Large-scale online deanonymization with LLMs

Beep@lemmus.org · 1 day ago

Large-scale online deanonymization with LLMs

thedeadwalking4242 · 5 hours ago

There’s no quality of an LLM that would make this possible. It’s just more hallucinations and poor tool use.

thinkercharmercoderfarmer@slrpnk.net · 20 minutes ago

Why not? if LLMs are good at predicting mean outcomes for the next symbol in a string, and humans have idiosyncrasies that deviate from that mean in a predictable way, I don’t see why you couldn’t detect and correlate certain language features that map to a specific user. You could use things like word choice, punctuation, slang, common misspellings, sentence structure… For example, I started with a contradicting question, I used “idiosyncrasies”, I wrote “LLMs” without an apostrophe, “language features” is a term of art, as is “map” as a verb, etc.
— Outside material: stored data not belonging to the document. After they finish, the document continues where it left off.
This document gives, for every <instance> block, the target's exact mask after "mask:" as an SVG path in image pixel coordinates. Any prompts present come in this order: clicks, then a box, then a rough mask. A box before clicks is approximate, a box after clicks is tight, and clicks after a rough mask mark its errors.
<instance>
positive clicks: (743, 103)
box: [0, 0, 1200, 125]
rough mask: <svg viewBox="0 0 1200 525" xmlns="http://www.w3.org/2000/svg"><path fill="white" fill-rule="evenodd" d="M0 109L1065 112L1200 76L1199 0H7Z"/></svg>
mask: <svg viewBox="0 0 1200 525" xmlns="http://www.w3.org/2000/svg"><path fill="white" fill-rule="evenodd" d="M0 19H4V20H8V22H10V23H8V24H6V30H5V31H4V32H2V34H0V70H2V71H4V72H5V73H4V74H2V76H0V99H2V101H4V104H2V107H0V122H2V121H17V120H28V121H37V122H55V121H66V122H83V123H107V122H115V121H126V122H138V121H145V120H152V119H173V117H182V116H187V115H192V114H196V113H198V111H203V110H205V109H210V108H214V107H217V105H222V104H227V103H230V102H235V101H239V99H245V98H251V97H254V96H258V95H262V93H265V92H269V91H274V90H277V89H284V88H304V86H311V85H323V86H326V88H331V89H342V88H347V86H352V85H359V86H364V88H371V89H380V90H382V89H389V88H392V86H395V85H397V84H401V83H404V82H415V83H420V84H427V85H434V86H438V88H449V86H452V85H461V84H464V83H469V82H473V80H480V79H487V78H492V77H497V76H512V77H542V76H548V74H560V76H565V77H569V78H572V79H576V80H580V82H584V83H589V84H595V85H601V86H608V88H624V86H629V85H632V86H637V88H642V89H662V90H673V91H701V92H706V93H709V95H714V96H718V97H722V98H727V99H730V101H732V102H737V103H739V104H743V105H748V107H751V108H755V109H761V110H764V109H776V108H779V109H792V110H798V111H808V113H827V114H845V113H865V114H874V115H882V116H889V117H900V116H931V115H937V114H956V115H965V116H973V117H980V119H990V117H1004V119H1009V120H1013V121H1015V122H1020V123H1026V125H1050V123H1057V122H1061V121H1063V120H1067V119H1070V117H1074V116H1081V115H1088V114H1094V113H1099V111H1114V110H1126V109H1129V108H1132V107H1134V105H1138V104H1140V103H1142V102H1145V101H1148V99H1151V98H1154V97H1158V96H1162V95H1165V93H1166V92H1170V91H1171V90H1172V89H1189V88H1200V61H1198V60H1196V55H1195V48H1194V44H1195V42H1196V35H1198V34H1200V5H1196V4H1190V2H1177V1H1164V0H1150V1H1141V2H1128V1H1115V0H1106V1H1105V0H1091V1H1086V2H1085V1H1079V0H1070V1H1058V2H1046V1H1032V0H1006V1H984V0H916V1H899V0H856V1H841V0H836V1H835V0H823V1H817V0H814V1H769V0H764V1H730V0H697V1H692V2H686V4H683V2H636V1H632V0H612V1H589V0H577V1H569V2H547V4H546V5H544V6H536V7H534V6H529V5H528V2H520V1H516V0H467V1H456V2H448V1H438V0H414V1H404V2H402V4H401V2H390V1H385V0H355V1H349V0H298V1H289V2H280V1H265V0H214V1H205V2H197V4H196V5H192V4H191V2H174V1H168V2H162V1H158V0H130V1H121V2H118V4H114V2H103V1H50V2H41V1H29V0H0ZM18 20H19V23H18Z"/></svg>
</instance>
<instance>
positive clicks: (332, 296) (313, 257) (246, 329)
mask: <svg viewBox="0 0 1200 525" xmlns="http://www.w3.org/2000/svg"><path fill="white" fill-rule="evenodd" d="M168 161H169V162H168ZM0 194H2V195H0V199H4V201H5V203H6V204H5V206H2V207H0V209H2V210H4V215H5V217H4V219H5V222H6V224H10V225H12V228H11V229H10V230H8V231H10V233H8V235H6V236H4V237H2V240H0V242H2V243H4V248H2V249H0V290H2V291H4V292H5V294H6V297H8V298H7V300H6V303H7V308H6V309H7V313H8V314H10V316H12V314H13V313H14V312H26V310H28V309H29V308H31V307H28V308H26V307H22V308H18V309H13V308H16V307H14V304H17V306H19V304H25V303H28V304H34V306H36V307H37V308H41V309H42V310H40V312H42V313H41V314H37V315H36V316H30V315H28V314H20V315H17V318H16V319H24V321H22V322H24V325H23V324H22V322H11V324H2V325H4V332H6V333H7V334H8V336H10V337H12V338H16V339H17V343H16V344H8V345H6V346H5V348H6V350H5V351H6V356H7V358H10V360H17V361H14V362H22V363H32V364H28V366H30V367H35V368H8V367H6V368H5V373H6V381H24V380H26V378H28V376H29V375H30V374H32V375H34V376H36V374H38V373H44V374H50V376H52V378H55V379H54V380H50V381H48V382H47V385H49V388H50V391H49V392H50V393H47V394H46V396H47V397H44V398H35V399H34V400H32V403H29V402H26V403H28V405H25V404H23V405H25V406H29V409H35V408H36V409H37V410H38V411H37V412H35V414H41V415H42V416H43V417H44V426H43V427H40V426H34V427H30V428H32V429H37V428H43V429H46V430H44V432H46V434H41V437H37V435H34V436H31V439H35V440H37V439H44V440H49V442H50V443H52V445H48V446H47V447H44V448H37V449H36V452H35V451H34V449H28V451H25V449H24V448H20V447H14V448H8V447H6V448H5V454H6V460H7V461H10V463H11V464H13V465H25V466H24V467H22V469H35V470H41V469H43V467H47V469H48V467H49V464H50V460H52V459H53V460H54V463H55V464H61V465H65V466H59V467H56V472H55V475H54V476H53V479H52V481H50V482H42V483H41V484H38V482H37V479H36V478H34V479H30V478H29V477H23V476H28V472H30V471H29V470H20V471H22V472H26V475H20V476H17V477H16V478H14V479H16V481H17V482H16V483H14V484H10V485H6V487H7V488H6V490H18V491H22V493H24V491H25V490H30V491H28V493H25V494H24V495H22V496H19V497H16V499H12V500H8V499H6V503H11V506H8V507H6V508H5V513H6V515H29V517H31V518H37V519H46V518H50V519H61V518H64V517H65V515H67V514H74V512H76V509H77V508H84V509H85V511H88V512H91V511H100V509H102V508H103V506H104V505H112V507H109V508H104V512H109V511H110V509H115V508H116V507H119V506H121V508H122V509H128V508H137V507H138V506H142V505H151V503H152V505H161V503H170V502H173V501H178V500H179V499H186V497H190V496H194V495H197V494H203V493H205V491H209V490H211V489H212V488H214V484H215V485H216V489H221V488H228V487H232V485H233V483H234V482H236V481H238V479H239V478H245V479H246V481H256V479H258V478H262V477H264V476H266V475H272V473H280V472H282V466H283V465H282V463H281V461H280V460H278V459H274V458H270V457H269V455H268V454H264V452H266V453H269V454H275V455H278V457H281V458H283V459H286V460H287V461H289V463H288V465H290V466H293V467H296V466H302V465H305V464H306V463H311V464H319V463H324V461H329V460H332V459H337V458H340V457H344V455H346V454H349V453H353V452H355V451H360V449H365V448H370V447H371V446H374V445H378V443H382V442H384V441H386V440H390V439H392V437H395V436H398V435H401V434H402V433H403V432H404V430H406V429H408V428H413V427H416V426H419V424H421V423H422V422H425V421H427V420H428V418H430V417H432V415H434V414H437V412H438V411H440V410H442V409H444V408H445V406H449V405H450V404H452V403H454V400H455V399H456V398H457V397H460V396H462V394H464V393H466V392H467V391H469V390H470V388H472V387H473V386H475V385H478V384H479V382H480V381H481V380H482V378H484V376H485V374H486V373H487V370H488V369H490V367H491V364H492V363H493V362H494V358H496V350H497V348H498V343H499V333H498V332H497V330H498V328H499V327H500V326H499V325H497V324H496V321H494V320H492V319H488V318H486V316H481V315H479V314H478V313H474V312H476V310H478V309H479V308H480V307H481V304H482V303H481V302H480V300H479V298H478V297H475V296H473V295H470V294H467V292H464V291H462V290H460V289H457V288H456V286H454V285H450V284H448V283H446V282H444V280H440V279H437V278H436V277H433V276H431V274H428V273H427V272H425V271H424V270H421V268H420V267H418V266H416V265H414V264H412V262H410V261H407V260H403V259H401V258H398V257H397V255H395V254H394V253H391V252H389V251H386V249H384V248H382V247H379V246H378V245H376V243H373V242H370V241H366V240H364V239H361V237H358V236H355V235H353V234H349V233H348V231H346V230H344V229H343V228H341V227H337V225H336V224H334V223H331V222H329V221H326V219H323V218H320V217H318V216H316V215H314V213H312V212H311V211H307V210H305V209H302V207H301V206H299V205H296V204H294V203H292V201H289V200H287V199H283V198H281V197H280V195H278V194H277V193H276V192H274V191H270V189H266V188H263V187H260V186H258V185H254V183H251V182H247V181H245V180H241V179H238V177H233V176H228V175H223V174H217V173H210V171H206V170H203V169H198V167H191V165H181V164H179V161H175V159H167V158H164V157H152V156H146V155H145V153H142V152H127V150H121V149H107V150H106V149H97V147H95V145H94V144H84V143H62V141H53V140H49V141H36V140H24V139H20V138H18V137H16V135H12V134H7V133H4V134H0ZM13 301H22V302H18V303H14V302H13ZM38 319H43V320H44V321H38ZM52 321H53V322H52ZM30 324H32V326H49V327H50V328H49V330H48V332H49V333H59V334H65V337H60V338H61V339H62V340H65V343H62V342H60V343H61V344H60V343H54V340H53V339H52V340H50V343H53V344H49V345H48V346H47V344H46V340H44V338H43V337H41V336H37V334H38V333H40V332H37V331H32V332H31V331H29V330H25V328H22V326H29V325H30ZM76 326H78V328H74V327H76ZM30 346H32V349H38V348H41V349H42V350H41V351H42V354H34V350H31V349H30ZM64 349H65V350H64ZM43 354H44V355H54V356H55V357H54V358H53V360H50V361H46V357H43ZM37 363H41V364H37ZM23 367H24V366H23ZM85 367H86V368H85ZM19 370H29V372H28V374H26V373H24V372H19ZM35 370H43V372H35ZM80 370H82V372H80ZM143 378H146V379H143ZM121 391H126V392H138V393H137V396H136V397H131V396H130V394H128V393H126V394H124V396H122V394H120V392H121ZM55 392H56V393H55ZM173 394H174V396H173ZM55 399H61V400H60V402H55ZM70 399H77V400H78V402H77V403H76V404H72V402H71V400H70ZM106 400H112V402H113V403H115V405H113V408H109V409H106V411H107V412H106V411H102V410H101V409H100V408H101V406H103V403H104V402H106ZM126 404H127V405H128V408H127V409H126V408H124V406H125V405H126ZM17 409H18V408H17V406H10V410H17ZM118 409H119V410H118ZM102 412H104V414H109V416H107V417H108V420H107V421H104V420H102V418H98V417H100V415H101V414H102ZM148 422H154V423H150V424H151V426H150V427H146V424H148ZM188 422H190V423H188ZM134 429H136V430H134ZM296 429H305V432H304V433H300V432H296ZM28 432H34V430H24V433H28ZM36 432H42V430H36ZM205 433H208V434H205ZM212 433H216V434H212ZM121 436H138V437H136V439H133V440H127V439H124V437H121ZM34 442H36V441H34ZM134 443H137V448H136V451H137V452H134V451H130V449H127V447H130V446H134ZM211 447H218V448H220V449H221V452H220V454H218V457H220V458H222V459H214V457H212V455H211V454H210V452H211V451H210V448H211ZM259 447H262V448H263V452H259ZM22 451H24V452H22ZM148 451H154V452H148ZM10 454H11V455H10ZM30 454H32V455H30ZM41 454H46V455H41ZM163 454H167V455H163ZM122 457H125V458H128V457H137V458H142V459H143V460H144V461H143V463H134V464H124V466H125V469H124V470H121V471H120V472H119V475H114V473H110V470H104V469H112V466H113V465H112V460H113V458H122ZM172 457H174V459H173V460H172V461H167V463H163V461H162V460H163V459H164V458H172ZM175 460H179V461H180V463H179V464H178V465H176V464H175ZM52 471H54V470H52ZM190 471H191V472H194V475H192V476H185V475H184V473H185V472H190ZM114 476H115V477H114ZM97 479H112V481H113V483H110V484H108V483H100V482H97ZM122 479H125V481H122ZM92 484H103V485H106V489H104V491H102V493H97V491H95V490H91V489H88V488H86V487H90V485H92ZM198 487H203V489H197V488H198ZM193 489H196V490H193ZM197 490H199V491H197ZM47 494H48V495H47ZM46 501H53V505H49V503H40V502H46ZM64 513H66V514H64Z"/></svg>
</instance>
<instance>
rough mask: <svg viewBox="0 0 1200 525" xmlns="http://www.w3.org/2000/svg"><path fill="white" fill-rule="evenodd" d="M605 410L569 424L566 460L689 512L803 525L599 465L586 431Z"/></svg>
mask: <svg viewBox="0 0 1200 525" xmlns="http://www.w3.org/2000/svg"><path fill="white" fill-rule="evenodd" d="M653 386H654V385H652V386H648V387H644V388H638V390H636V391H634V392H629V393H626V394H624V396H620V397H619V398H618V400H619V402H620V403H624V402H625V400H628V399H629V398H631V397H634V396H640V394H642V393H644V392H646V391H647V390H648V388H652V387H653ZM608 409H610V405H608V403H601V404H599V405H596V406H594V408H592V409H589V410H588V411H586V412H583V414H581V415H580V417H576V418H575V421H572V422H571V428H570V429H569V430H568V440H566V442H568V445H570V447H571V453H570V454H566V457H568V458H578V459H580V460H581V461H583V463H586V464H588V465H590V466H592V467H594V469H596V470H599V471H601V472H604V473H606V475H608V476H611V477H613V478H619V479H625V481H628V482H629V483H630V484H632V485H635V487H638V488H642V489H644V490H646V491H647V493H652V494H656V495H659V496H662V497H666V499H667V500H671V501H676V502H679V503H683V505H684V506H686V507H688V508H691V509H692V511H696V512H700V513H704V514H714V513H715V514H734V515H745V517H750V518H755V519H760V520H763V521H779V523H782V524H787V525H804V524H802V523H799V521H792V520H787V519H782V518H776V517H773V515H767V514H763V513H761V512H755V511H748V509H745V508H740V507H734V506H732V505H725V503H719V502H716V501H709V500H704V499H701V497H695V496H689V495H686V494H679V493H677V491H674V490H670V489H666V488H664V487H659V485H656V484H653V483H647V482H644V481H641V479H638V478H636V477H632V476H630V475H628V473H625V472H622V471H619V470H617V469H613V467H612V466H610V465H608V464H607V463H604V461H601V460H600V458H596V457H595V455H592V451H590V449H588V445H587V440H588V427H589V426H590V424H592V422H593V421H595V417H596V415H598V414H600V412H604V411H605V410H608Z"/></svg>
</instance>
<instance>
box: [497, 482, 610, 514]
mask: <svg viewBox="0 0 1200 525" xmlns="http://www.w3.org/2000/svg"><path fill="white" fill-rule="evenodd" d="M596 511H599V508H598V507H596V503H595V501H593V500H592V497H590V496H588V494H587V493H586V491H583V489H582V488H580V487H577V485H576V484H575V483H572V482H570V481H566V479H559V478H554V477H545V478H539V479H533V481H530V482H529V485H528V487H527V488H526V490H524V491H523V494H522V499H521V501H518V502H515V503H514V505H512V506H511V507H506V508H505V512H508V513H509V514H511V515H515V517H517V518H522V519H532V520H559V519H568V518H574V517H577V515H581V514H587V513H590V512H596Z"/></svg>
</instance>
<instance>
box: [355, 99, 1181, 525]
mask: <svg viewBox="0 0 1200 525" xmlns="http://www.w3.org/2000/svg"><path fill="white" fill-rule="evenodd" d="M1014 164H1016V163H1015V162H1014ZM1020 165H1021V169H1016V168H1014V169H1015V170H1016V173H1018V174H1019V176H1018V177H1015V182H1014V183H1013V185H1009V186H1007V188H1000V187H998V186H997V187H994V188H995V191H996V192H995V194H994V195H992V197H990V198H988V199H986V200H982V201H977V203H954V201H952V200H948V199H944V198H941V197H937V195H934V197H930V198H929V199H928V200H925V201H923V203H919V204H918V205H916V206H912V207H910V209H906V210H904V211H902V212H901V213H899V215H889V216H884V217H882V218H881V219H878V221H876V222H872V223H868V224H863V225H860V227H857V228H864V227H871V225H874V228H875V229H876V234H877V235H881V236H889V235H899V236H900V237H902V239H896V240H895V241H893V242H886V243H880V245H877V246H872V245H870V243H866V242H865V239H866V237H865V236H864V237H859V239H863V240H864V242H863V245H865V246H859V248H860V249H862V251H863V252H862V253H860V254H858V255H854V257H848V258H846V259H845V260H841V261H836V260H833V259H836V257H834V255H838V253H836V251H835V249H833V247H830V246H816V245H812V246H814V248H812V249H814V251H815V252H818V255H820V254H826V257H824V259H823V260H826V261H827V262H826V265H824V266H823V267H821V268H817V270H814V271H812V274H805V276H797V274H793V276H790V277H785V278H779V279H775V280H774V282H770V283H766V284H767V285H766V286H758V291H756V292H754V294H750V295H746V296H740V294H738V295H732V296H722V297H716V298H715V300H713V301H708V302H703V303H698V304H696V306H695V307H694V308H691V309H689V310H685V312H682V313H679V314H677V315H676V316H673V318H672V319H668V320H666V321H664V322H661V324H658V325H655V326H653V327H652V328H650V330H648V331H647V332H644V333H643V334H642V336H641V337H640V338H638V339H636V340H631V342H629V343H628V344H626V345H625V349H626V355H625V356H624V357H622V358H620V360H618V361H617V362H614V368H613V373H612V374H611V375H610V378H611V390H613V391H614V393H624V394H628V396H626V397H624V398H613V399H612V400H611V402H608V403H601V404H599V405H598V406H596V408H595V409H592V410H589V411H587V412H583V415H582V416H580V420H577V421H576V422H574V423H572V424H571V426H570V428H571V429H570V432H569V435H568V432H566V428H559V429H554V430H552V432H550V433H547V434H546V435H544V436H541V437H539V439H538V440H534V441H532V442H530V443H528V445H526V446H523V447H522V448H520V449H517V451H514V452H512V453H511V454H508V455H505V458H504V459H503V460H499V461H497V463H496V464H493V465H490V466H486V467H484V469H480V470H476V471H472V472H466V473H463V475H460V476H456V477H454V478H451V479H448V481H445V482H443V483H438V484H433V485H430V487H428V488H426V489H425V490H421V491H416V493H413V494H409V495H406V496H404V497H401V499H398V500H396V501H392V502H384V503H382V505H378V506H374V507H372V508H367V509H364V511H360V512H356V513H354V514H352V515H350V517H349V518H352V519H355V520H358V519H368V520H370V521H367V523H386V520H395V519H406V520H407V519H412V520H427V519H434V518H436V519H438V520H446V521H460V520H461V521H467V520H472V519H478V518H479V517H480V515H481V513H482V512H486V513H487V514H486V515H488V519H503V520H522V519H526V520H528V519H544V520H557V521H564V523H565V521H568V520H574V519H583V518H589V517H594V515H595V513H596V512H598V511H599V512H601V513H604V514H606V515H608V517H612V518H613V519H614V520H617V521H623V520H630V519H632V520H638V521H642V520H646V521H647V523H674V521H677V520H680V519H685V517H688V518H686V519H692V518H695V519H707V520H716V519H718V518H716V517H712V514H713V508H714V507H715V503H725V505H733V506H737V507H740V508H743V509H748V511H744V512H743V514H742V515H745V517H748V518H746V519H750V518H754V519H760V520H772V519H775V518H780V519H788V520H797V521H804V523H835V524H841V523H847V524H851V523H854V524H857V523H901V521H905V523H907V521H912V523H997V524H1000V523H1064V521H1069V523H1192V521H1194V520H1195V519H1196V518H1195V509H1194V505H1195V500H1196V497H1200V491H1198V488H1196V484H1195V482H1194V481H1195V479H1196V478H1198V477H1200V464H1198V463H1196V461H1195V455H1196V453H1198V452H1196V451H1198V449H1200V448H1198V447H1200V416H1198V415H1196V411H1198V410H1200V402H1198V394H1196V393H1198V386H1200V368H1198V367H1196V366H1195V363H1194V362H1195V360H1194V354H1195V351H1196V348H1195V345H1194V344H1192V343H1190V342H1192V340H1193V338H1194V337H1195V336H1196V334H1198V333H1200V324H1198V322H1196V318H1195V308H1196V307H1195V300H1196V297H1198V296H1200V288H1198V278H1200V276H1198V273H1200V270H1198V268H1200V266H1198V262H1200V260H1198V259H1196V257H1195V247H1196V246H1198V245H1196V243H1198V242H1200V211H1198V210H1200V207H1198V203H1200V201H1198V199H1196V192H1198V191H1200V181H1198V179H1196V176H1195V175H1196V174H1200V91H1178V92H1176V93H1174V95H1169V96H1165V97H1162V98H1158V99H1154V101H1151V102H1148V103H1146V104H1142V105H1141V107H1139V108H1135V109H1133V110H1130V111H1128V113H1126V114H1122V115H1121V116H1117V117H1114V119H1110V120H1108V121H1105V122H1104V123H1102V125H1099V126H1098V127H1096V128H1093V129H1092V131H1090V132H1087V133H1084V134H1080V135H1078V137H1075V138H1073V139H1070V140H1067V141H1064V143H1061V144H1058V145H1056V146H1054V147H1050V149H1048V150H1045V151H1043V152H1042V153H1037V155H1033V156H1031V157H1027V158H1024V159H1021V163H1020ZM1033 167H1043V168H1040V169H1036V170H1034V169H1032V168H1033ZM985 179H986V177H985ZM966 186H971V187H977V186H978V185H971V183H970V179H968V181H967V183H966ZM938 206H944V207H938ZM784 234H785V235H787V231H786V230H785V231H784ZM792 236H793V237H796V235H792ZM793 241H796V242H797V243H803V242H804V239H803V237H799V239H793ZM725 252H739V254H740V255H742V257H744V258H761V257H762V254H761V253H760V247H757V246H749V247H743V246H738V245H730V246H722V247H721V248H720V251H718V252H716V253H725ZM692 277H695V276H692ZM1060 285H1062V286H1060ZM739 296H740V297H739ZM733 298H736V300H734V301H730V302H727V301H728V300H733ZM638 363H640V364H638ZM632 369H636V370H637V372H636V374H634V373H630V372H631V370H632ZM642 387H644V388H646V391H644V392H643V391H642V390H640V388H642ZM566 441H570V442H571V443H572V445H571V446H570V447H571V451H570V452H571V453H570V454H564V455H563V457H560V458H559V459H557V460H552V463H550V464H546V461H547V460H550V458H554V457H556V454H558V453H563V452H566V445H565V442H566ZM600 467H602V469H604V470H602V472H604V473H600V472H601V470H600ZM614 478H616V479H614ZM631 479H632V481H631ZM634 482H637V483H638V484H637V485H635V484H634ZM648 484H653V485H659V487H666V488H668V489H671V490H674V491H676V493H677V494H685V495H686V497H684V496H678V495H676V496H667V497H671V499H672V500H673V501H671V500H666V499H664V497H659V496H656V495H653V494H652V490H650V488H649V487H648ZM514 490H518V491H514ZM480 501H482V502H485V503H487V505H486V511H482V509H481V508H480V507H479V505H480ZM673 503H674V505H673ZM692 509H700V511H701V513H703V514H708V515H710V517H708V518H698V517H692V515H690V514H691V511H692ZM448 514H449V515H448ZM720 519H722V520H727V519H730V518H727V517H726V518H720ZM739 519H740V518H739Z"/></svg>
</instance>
None of these are indicative on their own, but unless people are taking exceptional care to either hyper-normalize their style, or explicitly spiking their language with confounding elements, I don’t see why an LLM wouldn’t be useful for this kind of espionage.

I wonder if this will have a homogenizing effect on the anonymous web. It might become an accepted practice to communicate in a highly formalized style to make this kind of style fingerprinting harder.